Um ensaio clínico de braço único, recente e único no Brasil que contemplou pacientes com hiperatividade do detrusor associada ao vírus T- linfotrópico humano 1, demonstrou resultados semelhantes ao presente estudo. Demonstrou que a eletroterapia no miôtomo de S4 com parâmetro de 12 Hz foi eficiente para promoção da redução dos sintomas de hiperatividade detrusora avaliados pelo OABv8 e incremento dos parâmetros de contratilidade e força do assoalho pélvico pelo esquema PERFECT, além de melhora dos parâmetros urodinâmicos. O que proporcionou redução de urge incontinência e melhora qualidade de vida das participantes [30].

É importante ressaltar que os protocolos apresentaram boa aceitação pelas pacientes, conforme evidenciado pelo baixo índice de perdas amostrais que somaram apenas uma paciente (por abandono do tratamento). Os resultados benéficos encontrados neste grupo provavelmente não teriam sido alcançados caso não houvesse comprometimento dos pacientes, devido ao caráter crônico e desmielinizante das doenças. Por fim cabe frisar que ao aplicar o protocolo de fortalecimento da musculatura do assoalho pélvico em pacientes que não faziam uso do tratamento medicamentoso, nossa intenção foi enfatizar o efeito da terapia proposta, isolando o efeito da medicação com antimuscarínicos.
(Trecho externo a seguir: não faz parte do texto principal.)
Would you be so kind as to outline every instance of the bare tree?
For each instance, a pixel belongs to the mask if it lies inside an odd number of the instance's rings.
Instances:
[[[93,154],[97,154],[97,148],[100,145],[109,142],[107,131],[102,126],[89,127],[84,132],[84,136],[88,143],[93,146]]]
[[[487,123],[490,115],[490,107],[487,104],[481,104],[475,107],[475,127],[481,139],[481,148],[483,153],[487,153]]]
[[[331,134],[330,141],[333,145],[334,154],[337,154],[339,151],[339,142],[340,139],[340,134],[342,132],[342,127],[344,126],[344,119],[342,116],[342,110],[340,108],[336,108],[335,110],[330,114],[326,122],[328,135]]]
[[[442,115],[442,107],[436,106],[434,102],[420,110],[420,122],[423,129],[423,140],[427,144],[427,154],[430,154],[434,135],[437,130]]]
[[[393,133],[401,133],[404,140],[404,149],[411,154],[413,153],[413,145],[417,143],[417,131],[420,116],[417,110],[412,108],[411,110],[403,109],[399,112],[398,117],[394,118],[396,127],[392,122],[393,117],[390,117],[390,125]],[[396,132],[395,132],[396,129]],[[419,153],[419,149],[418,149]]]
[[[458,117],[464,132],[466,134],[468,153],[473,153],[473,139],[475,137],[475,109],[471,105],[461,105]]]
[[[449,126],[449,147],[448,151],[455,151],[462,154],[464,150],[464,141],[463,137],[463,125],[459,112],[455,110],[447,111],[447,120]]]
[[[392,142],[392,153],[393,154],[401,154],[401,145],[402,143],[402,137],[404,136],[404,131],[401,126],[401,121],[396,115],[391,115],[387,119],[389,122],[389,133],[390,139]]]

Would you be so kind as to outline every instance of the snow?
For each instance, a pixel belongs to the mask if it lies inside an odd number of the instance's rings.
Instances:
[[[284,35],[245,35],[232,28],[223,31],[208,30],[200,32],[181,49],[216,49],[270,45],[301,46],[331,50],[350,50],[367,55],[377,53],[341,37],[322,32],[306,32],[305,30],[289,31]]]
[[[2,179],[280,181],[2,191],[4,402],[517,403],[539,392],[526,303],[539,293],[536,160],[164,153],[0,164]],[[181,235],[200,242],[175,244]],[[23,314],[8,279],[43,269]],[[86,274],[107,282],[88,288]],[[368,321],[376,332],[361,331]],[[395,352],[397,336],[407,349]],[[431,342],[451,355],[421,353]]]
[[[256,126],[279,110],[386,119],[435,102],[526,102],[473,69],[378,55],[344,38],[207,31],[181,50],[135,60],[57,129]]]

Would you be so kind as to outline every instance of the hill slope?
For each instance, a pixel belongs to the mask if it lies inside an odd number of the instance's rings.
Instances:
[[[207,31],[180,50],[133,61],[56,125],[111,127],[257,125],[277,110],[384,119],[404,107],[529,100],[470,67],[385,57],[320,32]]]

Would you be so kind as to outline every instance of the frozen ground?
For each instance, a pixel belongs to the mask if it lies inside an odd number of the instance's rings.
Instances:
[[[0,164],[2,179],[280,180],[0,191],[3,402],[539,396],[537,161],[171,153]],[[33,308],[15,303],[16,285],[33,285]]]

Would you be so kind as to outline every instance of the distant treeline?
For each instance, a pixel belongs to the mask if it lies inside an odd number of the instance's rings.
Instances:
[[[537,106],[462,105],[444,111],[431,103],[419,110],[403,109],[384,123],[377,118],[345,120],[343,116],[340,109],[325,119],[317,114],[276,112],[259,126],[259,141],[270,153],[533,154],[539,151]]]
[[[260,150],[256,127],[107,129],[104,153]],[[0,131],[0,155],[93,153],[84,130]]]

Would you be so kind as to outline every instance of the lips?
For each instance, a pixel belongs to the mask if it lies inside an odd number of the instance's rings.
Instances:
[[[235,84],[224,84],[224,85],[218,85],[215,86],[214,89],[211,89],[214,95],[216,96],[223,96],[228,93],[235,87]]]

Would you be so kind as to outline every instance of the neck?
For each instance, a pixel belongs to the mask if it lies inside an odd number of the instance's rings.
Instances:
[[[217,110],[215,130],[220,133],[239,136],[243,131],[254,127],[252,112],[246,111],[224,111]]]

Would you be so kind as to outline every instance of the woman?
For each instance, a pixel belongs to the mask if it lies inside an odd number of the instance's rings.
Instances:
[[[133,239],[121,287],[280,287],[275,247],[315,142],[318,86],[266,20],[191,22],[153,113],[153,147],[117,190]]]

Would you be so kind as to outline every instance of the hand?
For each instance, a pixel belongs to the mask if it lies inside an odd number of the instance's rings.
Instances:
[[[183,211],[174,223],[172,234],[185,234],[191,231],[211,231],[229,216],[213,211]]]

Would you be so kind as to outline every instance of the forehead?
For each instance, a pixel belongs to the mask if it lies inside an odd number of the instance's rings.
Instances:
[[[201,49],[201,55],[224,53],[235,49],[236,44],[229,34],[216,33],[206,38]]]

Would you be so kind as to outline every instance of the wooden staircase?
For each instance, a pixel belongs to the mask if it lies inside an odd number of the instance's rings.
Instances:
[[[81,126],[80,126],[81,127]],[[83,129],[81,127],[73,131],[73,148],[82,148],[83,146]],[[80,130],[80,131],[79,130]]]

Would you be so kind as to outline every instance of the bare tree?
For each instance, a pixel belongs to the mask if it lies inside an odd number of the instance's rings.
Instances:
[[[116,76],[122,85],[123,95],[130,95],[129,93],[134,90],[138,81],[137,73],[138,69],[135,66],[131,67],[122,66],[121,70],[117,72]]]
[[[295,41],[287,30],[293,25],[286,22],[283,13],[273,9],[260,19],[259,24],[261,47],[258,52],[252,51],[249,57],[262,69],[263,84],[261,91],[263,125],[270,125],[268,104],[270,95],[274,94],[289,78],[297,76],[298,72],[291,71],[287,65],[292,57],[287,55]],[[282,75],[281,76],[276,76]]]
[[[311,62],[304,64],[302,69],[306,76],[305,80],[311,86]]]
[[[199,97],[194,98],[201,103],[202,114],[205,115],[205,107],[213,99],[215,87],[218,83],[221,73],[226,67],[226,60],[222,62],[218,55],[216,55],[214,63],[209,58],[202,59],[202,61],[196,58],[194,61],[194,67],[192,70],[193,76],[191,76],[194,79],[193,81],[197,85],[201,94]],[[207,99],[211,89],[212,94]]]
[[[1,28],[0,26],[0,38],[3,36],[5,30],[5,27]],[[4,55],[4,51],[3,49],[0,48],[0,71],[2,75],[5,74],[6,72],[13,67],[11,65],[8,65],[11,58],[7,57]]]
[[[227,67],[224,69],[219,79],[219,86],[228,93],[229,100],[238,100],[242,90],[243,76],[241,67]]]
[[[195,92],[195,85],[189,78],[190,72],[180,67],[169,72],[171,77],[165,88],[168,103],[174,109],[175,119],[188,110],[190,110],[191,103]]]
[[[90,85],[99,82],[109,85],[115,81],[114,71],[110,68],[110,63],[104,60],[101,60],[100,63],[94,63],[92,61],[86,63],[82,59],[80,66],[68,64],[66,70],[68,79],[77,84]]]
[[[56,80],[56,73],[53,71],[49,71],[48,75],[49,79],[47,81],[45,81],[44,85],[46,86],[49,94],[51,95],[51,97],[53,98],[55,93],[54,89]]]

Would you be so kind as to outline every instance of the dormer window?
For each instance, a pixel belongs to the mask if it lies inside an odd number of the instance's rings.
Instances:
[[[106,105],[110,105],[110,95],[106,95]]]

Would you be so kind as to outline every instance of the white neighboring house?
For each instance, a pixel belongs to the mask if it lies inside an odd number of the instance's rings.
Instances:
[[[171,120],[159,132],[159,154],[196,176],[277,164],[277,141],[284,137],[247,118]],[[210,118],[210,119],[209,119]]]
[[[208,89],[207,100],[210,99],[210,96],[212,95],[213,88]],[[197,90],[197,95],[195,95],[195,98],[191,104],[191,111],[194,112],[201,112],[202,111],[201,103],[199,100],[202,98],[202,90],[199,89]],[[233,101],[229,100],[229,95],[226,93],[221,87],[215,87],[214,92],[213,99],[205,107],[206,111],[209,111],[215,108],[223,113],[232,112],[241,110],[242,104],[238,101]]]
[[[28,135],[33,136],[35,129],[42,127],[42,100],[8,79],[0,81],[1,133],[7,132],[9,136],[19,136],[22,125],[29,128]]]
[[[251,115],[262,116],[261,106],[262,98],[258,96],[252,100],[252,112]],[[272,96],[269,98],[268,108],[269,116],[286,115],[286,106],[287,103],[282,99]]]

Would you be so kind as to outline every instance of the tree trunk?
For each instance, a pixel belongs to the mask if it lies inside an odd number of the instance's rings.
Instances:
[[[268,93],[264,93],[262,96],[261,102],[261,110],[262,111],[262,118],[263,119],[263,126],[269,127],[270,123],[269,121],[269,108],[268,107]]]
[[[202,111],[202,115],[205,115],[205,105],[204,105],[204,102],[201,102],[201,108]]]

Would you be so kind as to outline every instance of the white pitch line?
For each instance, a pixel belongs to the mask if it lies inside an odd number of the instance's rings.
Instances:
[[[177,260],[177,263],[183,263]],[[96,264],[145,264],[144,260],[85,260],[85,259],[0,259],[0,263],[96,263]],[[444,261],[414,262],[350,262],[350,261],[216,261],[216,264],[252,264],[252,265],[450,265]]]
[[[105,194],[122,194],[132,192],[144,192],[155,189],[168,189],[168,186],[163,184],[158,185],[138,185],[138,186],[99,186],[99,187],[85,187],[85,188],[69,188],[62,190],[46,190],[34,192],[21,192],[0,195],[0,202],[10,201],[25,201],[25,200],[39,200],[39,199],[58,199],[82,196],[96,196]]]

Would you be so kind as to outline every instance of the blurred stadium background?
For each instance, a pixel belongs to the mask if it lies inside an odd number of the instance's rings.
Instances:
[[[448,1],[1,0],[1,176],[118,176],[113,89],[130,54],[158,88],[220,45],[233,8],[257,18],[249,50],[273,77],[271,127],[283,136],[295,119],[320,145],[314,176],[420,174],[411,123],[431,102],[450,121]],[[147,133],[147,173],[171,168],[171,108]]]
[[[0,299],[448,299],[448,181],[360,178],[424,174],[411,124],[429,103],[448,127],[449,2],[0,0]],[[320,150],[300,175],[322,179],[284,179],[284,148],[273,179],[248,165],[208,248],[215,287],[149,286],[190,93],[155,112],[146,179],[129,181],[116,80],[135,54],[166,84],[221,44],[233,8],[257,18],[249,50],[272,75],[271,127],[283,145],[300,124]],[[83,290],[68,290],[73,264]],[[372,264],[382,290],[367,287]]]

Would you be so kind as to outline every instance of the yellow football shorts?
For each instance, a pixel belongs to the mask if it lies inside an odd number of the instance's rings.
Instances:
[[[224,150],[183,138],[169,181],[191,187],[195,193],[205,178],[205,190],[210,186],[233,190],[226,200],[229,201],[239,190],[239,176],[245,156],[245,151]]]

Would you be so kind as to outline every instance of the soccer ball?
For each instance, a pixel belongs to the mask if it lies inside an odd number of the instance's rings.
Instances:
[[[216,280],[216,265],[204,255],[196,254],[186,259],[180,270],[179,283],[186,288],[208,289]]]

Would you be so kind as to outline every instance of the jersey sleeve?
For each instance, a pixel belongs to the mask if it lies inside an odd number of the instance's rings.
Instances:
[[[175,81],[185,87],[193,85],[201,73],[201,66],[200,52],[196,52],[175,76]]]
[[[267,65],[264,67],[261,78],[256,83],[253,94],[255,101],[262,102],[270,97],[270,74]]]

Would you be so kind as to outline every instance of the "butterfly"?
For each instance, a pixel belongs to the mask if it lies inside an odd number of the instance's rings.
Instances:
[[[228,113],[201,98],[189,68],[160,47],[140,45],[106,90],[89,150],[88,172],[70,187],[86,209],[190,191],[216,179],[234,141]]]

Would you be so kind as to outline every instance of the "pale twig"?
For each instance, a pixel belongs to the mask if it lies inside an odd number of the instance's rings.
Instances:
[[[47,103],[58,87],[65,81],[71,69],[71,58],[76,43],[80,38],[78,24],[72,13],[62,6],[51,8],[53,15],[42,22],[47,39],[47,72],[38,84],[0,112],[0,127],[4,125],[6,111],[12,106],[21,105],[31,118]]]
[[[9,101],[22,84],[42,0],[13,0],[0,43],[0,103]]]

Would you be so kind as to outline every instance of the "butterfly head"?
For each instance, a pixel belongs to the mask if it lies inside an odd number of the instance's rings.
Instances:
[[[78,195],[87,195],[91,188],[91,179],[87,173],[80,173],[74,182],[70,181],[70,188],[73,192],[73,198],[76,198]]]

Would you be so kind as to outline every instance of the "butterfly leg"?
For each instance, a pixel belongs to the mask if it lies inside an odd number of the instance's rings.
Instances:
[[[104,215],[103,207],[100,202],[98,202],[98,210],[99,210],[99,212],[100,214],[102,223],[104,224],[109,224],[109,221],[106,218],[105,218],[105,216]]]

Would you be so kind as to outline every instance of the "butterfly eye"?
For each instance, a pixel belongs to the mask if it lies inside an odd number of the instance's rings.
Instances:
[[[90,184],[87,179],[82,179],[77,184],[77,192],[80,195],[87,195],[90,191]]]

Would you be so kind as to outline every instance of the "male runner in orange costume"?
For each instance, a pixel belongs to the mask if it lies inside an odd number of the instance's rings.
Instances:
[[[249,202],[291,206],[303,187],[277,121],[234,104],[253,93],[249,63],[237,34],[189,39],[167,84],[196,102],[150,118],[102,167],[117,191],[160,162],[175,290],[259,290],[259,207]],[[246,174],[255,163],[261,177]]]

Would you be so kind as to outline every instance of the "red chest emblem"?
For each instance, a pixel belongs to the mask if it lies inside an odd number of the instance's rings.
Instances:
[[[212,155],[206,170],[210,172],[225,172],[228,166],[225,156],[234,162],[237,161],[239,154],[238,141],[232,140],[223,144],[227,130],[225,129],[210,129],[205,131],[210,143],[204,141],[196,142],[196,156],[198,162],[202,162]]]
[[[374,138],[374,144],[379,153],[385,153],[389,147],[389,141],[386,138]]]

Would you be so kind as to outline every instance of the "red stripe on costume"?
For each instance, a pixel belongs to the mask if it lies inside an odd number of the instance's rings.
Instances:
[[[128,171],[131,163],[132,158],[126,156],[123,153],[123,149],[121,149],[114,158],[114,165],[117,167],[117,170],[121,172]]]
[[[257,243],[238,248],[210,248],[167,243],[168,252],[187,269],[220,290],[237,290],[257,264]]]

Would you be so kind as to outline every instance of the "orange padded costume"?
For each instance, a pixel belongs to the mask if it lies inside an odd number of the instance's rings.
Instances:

Trabalhar com os pacientes portadores do HTLV-1 foi bastante desafiador, primeiro por ser uma doença pouco conhecida e pela escassez de estudos controlados e randomizados demonstrando a efetividade do TAP nas disfunções miccionais destes pacientes.

O leitor deve considerar a dificuldade de recrutamento das avaliadas, diferente das pacientes da EM que realizam tratamentos periódicos.

 

Conclusão

 

O protocolo composto por exercícios supervisionados mais eletroestimulação superficial mostrou-se benéfico em pacientes com EM e HTLV-1, promovendo melhora dos sintomas de hiperatividade detrusora e grau de contração perineal.

Os resultados apoiam ainda a exclusão de medicamentos antimuscarínicos no tratamento da bexiga hiperativa, demostrando que apenas o tratamento fisioterapêutico reduz os sintomas do trato urinário inferior. Além disto, a ausência de complicações ou efeitos adversos é um benefício potencial para a eletrofisioterapia. Assim, a fisioterapia para a disfunção do trato urinário é segura, custo-efetivo, simples de executar e bem aceita pelas pacientes.

Novas pesquisas ainda se tornam necessárias para investigar o uso de média frequência no tratamento da BH, bem como comparar resultados em pacientes sem alterações neurológicas.